Genetic structure of Turbinaria peltata in the northern South China Sea suggest insufficient genetic adaptability of relatively high-latitude scleractinian corals to environment stress

Abstract

With the rapid degradation of coral reefs due to global warming and anthropogenic impacts, relatively high-latitude areas, such as the northern South China Sea (SCS), are likely to become refuges for tropical coral species. Here we investigated the genetic features and adaptability of one dominant scleractinian coral species, Turbinaria peltata, in the northern SCS. A total of 81 samples from 5 sites were studied to explore potential mechanisms of adaptability to environmental stress as a result of climate change. Ten microsatellite markers developed in this study, one nuclear gene (internal transcribed spacer, ITS), and one mitochondrial gene (mitochondrial cytochrome oxidase subunit I gene, mtDNA COI) were used.
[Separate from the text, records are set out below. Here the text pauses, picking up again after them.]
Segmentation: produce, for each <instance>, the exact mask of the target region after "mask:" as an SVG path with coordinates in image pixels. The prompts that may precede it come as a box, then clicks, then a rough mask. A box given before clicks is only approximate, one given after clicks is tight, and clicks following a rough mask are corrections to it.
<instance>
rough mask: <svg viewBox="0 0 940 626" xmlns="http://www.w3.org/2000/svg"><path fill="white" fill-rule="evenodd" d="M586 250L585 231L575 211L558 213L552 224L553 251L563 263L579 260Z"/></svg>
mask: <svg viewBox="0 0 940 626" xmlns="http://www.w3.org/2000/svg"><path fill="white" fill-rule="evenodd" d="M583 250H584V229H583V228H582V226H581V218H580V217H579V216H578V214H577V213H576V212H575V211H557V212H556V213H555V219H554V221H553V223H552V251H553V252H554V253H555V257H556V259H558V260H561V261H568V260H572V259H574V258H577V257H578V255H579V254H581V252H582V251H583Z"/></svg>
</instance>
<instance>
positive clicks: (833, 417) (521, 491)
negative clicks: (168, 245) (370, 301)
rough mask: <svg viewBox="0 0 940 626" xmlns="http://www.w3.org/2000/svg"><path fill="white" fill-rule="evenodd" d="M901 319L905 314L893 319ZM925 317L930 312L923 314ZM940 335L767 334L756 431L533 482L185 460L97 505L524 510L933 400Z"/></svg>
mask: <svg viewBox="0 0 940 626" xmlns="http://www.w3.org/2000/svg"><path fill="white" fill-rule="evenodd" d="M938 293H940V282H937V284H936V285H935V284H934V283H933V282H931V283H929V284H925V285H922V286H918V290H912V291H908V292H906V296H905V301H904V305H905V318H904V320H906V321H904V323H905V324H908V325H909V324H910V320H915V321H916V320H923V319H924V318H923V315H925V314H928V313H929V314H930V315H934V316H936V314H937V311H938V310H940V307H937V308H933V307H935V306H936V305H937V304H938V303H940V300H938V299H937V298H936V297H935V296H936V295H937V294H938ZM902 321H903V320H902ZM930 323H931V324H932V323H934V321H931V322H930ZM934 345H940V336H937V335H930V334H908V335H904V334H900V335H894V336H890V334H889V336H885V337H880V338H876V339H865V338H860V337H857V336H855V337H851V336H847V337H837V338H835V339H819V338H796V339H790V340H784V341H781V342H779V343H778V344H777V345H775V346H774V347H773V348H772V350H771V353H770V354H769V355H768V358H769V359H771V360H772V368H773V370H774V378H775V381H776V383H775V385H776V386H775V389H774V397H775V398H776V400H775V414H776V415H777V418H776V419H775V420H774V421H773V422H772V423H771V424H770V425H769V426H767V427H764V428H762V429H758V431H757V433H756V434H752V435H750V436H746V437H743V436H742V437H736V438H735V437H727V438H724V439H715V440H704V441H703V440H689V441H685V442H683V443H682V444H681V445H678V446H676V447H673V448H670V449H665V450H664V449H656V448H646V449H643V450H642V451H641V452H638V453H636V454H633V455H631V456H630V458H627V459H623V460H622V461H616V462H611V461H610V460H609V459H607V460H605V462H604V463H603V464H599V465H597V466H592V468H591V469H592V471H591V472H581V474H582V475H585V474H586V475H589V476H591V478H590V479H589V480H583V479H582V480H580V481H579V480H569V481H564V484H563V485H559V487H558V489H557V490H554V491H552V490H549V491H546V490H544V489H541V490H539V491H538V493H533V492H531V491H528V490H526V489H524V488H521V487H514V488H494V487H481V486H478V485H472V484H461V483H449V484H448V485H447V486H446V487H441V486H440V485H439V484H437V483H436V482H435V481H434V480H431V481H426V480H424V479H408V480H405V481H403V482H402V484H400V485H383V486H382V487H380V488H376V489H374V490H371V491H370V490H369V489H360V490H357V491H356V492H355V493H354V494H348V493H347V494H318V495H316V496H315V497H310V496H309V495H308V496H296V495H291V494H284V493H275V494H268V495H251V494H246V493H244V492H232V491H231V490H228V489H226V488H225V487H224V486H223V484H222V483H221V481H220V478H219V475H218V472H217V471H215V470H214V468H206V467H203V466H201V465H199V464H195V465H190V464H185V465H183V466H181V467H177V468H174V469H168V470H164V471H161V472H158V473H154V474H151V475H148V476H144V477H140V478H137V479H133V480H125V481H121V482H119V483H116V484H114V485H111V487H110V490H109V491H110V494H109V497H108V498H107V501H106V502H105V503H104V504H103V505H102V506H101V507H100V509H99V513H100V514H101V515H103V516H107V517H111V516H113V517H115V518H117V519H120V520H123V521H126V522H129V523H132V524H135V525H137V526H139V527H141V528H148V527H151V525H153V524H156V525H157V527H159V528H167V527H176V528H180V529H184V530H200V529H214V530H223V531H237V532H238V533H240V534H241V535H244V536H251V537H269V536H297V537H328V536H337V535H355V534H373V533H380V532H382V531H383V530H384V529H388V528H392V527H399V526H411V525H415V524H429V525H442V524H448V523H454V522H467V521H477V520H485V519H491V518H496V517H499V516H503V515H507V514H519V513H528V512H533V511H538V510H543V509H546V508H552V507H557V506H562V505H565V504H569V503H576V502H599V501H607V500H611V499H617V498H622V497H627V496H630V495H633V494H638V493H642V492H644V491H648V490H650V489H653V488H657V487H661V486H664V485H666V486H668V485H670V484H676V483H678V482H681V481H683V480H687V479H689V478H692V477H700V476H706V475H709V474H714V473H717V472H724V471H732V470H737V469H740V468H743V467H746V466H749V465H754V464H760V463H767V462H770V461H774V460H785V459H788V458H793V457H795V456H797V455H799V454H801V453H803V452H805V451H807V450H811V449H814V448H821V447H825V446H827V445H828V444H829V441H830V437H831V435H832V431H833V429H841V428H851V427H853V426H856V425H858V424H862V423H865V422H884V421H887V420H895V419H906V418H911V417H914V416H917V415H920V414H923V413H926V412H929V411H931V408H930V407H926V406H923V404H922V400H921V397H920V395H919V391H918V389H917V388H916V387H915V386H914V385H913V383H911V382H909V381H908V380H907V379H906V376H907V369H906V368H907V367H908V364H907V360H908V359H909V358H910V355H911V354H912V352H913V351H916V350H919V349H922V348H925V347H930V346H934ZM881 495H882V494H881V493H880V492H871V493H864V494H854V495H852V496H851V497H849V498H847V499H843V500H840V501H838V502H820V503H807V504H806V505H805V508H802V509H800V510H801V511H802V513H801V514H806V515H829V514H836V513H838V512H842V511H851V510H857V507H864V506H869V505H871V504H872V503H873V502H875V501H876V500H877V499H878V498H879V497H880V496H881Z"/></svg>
Our results indicated that the genetic diversity of T. peltata in the northern SCS is low (Ar=1.403-2.011, Ho=0.105-0.248, He=0.187-0.421) with the lowest in Dongfang population (DF) (Ar=1.403, Ho=0.22, He=0.187). These results indicate that T. peltata has insufficient genetic adaptability and may unable to handle increasingly complex global changes. A significantly moderate genetic differentiation was observed among T. peltata populations (ΦST=0.167), in addition to a high genetic differentiation between DF and other populations (FST=0.272-0.536>0.25). The DF population near a fishing port was exposed to severe anthropogenic environmental stress, which may drive the extraordinarily high genetic differentiation between DF and other populations. Furthermore, the Mantel test results showed that the genetic differentiation of the other four populations was strongly correlated with the average sea surface temperature (SST) (R2=0.82, Mantel test P<0.05) and geographical distance (R2=0.57, Mantel test P<0.05). Our results suggest that the genetic structure of T. peltata in the relatively high-latitude of the SCS was significantly affected by average SST, geographical isolation, and anthropogenic activities. These findings provide a theoretical foundation for the protection of relatively high-latitude coral reefs.